Michael Gove, who kicked off his surprise bid today, is running as the “full-fat” version offered by Vote Leave: exit from not just the European Union but from the single market, a cash bounty for Britain’s public services, more investment in science and education. Make Britain great again!

Although my reading of the Conservative parliamentary party is that Gove’s chances of getting to the top two are receding, with Andrea Leadsom the likely beneficiary. She, too, will offer something close to the unadulterated version of exit that Gove is running on. That is the version that is making officials in Whitehall and the Bank of England most nervous, as they expect it means exit on World Trade Organisation terms, followed by lengthy and severe recession.

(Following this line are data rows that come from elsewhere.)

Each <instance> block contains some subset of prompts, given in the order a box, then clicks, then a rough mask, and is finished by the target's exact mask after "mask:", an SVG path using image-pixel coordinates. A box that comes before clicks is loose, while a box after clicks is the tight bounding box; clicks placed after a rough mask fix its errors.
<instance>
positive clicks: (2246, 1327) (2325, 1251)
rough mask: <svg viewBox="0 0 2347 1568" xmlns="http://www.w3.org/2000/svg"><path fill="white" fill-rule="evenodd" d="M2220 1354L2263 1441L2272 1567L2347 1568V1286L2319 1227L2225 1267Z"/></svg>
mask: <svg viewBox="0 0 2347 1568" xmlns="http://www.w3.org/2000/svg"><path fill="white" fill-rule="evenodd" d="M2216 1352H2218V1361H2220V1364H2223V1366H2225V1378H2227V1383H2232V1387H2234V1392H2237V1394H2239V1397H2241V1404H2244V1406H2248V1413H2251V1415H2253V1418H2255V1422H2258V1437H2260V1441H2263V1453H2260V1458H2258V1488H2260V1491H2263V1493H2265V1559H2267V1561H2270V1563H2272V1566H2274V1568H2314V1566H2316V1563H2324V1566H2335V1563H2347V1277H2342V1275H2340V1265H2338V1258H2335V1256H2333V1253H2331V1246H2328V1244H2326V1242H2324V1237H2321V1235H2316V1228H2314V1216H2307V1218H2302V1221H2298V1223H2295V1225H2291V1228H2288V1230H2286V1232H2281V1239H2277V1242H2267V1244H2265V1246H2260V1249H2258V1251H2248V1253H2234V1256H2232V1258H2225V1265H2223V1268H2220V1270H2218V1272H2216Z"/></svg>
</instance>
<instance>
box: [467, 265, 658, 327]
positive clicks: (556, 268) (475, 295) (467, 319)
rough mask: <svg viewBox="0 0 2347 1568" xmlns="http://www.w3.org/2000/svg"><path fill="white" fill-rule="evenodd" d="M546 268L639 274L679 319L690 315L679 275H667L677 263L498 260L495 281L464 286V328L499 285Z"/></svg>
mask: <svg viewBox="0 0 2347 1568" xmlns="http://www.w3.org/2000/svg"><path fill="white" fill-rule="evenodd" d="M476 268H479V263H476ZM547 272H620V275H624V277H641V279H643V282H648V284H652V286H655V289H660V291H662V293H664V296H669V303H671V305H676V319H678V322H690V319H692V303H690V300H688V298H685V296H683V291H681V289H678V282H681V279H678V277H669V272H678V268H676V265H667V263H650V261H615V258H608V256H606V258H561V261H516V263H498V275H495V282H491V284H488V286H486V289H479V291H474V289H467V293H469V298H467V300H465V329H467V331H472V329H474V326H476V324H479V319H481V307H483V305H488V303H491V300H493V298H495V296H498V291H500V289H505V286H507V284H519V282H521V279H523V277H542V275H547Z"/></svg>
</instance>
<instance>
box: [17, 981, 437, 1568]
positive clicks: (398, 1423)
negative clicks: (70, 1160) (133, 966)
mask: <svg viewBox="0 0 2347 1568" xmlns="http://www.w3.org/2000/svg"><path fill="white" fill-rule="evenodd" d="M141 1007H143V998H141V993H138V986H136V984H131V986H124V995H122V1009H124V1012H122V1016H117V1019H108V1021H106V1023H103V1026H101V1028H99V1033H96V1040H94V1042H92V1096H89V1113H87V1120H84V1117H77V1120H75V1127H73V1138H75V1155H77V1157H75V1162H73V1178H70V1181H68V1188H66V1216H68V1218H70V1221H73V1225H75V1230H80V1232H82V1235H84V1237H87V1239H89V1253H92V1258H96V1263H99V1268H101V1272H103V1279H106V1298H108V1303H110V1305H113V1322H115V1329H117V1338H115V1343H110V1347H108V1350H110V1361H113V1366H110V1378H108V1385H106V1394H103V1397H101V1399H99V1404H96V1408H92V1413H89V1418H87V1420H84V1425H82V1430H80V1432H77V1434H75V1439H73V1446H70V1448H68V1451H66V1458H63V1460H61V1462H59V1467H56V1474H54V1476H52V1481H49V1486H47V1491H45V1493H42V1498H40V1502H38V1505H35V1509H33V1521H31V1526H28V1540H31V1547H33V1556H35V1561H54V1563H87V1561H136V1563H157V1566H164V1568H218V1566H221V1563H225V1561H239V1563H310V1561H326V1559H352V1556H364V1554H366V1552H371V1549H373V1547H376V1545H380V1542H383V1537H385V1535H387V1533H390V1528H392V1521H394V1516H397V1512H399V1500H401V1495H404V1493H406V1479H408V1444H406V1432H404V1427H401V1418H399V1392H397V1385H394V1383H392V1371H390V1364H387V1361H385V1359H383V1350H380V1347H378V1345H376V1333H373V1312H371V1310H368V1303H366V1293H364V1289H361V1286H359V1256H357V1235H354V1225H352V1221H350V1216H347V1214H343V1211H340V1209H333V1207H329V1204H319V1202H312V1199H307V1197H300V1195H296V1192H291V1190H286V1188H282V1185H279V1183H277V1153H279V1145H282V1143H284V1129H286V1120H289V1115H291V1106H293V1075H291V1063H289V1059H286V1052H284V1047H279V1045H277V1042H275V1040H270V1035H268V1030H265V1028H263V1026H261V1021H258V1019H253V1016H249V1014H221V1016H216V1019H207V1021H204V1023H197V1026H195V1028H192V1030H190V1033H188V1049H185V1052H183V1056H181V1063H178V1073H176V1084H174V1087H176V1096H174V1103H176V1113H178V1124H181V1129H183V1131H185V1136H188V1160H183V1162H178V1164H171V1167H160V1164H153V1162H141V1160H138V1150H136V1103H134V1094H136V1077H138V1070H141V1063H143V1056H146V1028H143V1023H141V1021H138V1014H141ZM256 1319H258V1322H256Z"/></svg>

Elsewhere, both Stephen Crabb and Theresa May, who supported a Remain vote, have kicked off their campaigns with a promise that “Brexit means Brexit” in the words of May, while Crabb has conceded that, in his view, the Leave vote means that Britain will have to take more control of its borders as part of any exit deal. May has made retaining Britain’s single market access a priority, Crabb has not.

On the Labour side, John McDonnell has set out his red lines in a Brexit negotiation, and again remaining in the single market is a red line, alongside access to the European Investment Bank, and the maintenance of “social Europe”. But he, too, has stated that Brexit means the “end of free movement”.

My reading – and indeed the reading within McDonnell’s circle – is that it is the loyalists who are likely to emerge victorious in Labour’s power struggle, although it could yet be under a different leader. (Serious figures in that camp are thinking about whether Clive Lewis might be the solution to the party’s woes.) Even if they don’t, the rebels’ alternate is likely either to be drawn from the party’s Brownite tendency or to have that faction acting as its guarantors, making an end to free movement a near-certainty on the Labour side.

Why does that matter? Well, the emerging consensus on Whitehall is that, provided you were willing to sacrifice the bulk of Britain’s financial services to Frankfurt and Paris, there is a deal to be struck in which Britain remains subject to only three of the four freedoms – free movement of goods, services, capital and people – but retains access to the single market. 

That means that what Brexit actually looks like remains a matter of conjecture, a subject of considerable consternation for British officials. For staff at the Bank of England,  who have to make a judgement call in their August inflation report as to what the impact of an out vote will be. The Office of Budget Responsibility expects that it will be heavily led by the Bank. Britain's short-term economic future will be driven not by elected politicians but by polls of the Conservative membership. A tense few months await. 

Stephen Bush is special correspondent at the New Statesman. He usually writes about politics.